Mandatário nacional do PT, Rui Falcão afirmou que a campanha da presidente Dilma Rousseff (PT) continuará “mostrando o que foi feito em 12 anos” nas gestões petistas ao mencionar que a cúpula tenta colar a imagem que o partido representa a mudança que a população pede nas ruas. “Sabemos que muda mais quem já tem feito mudanças significativas. A Dilma é a que mais tem condições de liderar o País.”

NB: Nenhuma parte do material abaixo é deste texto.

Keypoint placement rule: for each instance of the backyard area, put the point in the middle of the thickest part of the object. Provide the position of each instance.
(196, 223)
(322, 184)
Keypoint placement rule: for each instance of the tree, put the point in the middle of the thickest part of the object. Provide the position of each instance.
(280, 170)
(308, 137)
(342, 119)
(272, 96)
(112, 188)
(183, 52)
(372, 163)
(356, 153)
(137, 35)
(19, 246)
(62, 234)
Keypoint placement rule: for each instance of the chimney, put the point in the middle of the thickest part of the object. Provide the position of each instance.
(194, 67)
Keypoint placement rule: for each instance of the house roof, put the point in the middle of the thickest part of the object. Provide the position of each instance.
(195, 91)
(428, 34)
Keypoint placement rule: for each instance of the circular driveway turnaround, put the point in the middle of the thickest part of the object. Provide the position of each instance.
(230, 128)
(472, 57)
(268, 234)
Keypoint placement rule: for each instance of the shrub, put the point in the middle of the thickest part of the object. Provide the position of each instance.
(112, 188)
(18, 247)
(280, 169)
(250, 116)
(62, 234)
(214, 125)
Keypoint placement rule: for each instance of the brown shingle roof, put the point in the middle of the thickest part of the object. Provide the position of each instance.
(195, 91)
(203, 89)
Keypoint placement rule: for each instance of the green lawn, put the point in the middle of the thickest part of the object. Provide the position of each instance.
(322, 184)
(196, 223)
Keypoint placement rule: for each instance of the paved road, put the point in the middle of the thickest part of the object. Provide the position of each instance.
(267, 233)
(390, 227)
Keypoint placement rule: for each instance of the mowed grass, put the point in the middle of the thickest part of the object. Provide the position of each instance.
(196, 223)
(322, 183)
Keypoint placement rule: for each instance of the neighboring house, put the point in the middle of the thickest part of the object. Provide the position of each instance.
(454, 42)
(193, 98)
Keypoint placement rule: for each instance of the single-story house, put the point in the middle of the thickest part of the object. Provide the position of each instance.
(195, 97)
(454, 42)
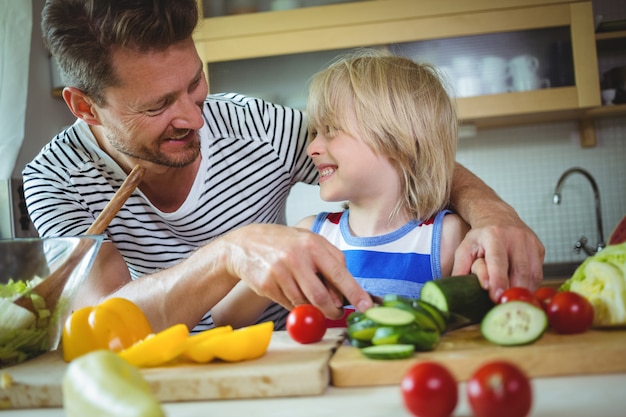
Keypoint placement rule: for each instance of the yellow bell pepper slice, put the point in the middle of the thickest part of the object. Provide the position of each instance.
(76, 339)
(119, 323)
(157, 349)
(247, 343)
(114, 324)
(194, 346)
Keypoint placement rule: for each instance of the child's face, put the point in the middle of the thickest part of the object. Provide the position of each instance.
(351, 171)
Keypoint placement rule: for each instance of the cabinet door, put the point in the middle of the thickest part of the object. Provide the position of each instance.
(257, 49)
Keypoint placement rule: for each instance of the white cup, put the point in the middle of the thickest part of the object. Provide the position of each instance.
(524, 74)
(528, 82)
(494, 74)
(465, 66)
(468, 86)
(608, 95)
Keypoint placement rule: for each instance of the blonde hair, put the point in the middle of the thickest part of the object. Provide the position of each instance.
(401, 110)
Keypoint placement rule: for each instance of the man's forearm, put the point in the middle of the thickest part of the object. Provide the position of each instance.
(474, 200)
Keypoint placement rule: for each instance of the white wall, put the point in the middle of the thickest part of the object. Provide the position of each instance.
(45, 114)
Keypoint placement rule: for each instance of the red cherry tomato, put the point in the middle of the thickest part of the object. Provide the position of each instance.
(499, 389)
(518, 294)
(544, 295)
(569, 313)
(306, 324)
(429, 390)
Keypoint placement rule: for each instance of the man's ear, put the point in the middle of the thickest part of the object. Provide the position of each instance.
(81, 105)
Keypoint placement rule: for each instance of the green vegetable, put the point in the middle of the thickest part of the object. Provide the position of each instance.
(388, 351)
(601, 279)
(390, 316)
(514, 323)
(399, 321)
(462, 295)
(102, 384)
(22, 334)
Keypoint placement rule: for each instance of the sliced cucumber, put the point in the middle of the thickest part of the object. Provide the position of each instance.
(436, 315)
(354, 317)
(461, 295)
(514, 323)
(422, 339)
(362, 330)
(400, 351)
(390, 316)
(387, 335)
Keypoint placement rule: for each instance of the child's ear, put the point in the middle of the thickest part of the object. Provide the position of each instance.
(81, 105)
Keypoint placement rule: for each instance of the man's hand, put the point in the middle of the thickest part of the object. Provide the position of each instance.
(503, 252)
(283, 263)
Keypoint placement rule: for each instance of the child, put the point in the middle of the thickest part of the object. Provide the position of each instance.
(383, 138)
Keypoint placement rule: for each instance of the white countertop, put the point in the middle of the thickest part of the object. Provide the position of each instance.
(580, 396)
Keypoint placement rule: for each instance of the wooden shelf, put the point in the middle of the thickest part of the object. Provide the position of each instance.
(621, 34)
(380, 23)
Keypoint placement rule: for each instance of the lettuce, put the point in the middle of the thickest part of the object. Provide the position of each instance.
(602, 280)
(23, 335)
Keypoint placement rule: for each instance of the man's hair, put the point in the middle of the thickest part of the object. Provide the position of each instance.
(401, 110)
(83, 34)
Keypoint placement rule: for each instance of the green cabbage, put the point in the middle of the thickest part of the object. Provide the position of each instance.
(22, 334)
(602, 280)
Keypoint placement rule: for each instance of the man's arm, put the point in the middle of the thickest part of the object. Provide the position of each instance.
(276, 262)
(500, 248)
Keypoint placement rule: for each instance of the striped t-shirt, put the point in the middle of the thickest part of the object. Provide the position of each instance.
(252, 153)
(399, 262)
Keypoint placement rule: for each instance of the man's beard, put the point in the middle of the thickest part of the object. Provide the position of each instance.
(187, 156)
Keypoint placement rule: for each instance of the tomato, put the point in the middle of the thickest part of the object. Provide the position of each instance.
(518, 294)
(429, 390)
(306, 324)
(569, 313)
(499, 389)
(544, 295)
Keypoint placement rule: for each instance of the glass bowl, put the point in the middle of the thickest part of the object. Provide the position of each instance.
(23, 264)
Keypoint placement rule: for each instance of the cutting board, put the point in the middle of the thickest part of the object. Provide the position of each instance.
(287, 369)
(463, 351)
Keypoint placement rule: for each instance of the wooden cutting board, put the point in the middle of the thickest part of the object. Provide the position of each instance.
(463, 351)
(287, 369)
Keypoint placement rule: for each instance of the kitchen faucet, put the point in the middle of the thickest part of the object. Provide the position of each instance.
(556, 199)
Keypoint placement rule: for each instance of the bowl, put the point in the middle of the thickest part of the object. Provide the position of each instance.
(23, 264)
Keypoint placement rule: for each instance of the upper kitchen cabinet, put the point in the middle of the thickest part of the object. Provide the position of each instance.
(509, 62)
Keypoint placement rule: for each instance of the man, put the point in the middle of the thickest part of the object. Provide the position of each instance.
(206, 216)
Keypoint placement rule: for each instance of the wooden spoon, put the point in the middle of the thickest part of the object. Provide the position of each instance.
(50, 289)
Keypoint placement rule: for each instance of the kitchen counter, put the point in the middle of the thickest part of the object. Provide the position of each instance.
(577, 396)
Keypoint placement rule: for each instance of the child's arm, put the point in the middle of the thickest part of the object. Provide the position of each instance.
(453, 232)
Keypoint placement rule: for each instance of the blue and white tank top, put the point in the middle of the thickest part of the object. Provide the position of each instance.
(399, 262)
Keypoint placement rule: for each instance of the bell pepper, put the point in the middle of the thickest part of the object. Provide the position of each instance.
(195, 349)
(101, 384)
(115, 324)
(157, 349)
(242, 344)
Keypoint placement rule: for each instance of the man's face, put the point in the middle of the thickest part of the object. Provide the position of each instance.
(155, 113)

Novo coordenador financeiro da campanha de Marina Silva, o deputado federal Márcio França (PSB) avaliou que o crescimento da ex-senadora nas pesquisas “é surpresa zero”. “Na classe há nitidamente sensação de voto em Marina. Por isso há curva ascendente. Ela fez o primeiro up com o que ela tinha de prestígio e o Eduardo (Campos, então postulante e morto em acidente aéreo no dia 13) está fazendo o restante. Ele furou o teto que ela própria tinha (em referência à eleição de 2010) e abriu caminho.”

Suplente ao Senado, José Anibal (PSDB) negou que patamar de 19% de Aécio Neves (PSDB) esteja desconfortável, com a ultrapassagem de Marina. “É situação de momento, tendo a presidente Dilma com alto grau de rejeição e pouca credibilidade, entrando numa condição difícil da economia. Estamos confiante no segundo turno.”